07/11/11 à 14:01 - Mise à jour à 14:01

Le prix Femina a été décerné à Simon Liberati pour "Jayne Mansfield 1967". De son côté, le prix Goncourt des lycéens a été attribué à Carole Martinez pour "Du domaine des murmures".

Le Femina à Simon Liberati, le Goncourt des lycéens à Carole Martinez

© JLPPA

Si elle a été recalée à la dernière étape du prix Goncourt la semaine passée, Carole Martinez peut se consoler avec le Goncourt des lycéens qui lui a été décerné ce lundi.

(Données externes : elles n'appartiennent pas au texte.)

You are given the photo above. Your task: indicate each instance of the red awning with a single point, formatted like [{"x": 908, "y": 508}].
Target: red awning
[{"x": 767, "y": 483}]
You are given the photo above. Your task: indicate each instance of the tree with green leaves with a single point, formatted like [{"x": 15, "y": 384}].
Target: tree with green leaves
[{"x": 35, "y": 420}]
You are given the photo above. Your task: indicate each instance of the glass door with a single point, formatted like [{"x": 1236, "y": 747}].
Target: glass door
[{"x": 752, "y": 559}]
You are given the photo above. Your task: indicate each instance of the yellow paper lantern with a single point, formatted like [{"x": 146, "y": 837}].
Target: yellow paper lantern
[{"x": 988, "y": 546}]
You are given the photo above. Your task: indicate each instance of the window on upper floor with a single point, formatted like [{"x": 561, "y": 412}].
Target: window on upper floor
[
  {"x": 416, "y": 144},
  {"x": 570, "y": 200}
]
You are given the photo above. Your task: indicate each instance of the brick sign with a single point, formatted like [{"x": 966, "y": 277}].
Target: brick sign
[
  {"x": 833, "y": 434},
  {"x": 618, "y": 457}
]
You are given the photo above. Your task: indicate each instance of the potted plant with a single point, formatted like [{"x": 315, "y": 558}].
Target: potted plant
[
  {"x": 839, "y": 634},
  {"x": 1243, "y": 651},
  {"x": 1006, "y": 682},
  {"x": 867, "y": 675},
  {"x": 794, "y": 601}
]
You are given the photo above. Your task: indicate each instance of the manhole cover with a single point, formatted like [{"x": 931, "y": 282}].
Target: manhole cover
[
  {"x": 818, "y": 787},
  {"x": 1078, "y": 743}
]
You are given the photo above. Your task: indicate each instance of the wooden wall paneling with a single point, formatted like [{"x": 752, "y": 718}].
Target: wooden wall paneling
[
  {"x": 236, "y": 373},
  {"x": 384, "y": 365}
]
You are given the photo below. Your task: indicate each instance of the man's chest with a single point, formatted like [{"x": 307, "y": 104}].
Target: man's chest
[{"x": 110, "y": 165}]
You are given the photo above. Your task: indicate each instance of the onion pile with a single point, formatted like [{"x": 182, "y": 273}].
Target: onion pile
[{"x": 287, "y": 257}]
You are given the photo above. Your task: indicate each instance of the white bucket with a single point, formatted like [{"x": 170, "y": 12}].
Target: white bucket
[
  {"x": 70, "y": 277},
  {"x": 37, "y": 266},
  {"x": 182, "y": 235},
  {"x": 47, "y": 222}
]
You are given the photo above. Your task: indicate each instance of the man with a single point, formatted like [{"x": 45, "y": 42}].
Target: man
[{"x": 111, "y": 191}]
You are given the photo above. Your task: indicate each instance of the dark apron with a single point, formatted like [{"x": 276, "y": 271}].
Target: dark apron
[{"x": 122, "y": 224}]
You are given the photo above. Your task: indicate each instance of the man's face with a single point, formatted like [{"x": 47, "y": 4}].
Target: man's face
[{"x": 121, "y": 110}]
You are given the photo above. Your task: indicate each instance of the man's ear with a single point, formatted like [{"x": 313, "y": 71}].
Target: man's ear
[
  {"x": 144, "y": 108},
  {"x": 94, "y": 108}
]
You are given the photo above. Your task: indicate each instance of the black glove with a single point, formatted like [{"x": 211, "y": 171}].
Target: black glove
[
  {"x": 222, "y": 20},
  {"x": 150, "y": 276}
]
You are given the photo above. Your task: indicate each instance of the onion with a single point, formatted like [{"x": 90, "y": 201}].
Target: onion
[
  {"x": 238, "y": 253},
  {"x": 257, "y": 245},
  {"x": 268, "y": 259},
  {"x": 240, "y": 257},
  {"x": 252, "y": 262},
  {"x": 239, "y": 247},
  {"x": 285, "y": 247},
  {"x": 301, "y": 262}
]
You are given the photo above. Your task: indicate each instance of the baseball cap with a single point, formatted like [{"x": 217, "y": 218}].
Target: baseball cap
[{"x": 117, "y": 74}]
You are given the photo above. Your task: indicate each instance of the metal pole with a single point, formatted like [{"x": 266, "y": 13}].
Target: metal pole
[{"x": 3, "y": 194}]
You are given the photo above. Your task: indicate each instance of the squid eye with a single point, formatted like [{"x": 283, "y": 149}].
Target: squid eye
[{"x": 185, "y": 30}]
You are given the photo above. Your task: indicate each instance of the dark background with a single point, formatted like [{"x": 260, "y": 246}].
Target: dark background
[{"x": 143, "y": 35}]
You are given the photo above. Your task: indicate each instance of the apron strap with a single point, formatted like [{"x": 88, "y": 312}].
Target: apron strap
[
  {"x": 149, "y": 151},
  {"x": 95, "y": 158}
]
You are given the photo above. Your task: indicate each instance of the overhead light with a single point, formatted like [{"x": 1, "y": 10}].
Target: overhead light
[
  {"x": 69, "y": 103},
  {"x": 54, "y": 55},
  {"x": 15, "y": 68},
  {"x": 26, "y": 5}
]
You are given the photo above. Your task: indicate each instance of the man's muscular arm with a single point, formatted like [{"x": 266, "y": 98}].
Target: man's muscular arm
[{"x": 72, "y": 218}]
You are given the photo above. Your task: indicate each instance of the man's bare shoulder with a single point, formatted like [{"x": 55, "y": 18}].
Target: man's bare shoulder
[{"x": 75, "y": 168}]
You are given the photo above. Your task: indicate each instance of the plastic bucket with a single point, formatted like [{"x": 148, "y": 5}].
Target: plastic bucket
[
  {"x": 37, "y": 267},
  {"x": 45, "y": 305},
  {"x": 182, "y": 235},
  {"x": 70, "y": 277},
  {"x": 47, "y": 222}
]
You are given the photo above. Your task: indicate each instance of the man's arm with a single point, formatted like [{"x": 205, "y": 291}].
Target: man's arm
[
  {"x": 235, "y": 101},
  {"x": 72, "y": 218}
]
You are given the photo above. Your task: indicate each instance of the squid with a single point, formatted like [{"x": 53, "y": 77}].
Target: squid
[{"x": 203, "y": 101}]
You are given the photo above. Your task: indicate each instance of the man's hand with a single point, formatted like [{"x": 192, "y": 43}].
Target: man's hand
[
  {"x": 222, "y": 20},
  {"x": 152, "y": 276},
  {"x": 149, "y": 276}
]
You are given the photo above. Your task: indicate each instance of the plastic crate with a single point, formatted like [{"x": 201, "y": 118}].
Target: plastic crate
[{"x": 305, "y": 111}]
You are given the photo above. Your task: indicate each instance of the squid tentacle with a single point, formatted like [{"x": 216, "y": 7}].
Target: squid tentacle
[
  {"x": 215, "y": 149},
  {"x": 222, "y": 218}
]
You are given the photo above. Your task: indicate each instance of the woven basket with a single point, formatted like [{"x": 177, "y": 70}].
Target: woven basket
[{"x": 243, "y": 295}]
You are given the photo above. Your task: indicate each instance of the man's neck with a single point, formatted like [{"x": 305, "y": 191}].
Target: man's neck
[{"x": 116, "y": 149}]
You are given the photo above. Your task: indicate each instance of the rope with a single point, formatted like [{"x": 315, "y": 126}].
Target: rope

Le jury réunissait 13 délégués (4 garçons et 9 filles) représentant une cinquantaine d'établissements scolaires français ainsi que 3 écoles étrangères participant à la manifestation. Le président du jury, Benjamin, a été séduit par "l'écriture poétique" du roman couronné "qui offre une autre vision du monde". Pauline, autre membre du jury, a estimé de son côté qu'il s'agissait du "roman le mieux écrit, avec du lyrisme, de la poésie. Et il nous fait voyager".

Six romans figuraient dans la dernière sélection de cette 24e édition. Outre le roman couronné, il s'agissait de Retour à Killybegs (Grasset) de Sorj Chalandon, Les Souvenirs (Gallimard) de David Foenkinos, Monsieur le commandant (Nil) de Romain Slocombe, Tout, tout de suite (Fayard) de Morgan Sportès et Rien ne s'oppose à la nuit (JC Lattès) de Delphine de Vigan.

Le prix littéraire français Femina a quant à lui été décerné à Simon Liberati pour Jayne Mansfield 1967 (Grasset), méditation sur le destin de cette blonde plantureuse, sex-symbol brisé par Hollywood qui se voulut star, finit en bimbo trash, avant de mourir sur une route à 34 ans.

Le journaliste et romancier français Simon Liberati a été choisi au 1er tour par le jury par 9 voix contre 3 à Colette Fellous pour Un amour de frère (Gallimard).

Le Femina étranger est allé à l'Américain Francisco Goldman pour Dire son nom (Christian Bourgois), livre qui revient sur le parcours d'une jeune dame, broyée par une vague meurtrière il y a quatre ans au Mexique.

Le Femina de l'essai a été attribué à la Française Laure Murat pour L'Homme qui se prenait pour Napoléon (Gallimard).